While the shuffling of the components of immunoglobulins are essential to the aquired immunity of higher vertebrates, immunoglobulins which aren’t shuffled are also capable of immune function in vertebrate groups ranging from sharks to mammals.  Mammals possess families of receptors such as paired Ig-like receptors (PIR), Ig-like transcripts (ILT; also known as leukocyte inhibitory receptors LIR), and killer inhibitory receptors (KIR) which can interact with MHC I and II proteins.  These Ig-like molecules do not rearrange themselves (like Ig and TCR receptors) yet they function in immune responses (Laird, 2000).

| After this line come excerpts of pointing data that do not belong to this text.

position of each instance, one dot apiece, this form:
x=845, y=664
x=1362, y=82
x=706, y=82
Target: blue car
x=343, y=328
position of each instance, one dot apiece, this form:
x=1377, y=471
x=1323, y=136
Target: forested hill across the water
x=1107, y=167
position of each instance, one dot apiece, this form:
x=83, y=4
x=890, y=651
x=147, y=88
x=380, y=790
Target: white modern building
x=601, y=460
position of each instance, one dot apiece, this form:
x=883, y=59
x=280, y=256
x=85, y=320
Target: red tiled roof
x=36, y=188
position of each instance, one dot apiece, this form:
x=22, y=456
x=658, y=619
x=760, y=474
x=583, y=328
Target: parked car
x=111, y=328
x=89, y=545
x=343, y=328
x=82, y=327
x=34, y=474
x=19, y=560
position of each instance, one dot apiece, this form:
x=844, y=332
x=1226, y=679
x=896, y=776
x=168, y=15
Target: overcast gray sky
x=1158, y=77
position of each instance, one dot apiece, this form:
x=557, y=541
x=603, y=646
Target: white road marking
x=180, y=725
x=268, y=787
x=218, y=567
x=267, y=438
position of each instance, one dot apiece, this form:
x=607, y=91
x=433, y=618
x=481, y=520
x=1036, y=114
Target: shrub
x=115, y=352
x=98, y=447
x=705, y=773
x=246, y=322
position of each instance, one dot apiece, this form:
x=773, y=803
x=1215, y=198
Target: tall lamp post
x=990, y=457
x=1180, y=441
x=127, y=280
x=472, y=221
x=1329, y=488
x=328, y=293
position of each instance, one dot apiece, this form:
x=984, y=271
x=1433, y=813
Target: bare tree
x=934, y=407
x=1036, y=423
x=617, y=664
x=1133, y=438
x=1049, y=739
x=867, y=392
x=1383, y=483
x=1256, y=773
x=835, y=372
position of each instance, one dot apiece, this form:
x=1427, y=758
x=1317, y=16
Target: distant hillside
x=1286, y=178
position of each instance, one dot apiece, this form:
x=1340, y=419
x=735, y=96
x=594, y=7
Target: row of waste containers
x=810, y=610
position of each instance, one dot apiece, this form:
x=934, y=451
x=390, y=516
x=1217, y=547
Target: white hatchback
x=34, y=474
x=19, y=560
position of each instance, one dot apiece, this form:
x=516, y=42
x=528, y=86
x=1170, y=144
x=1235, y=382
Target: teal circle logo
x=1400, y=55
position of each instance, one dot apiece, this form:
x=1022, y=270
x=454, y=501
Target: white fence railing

     In summary, the complex immune reactions of higher vertebrates depend on a variety of genes in the immunoglobulin and lectin superfamilies.  Both of these gene families were present in the most primitive animals, as were phagocytic cells and some ability to distinguish between self and nonself.  Many of the molecular components required for the acquired immunity of higher vertebrates are present in invertebrates (especially primitive chordates) which lack acquired immunity.  Many of the components of the complex humoral and cell mediated reactions of higher vertebrates are present in jawless and cartilaginous fish whose immune responses are simpler than those of higher vertebrates.   The most complex aspects of the human immune system supplement, rather than replace, other components which are homologous to the immune mechanisms of more primitive animals (such as the fibronectin-containing macrophage mannose receptors, lectin-containing receptors, and immunoglobulin-like receptors whose components are not rearranged).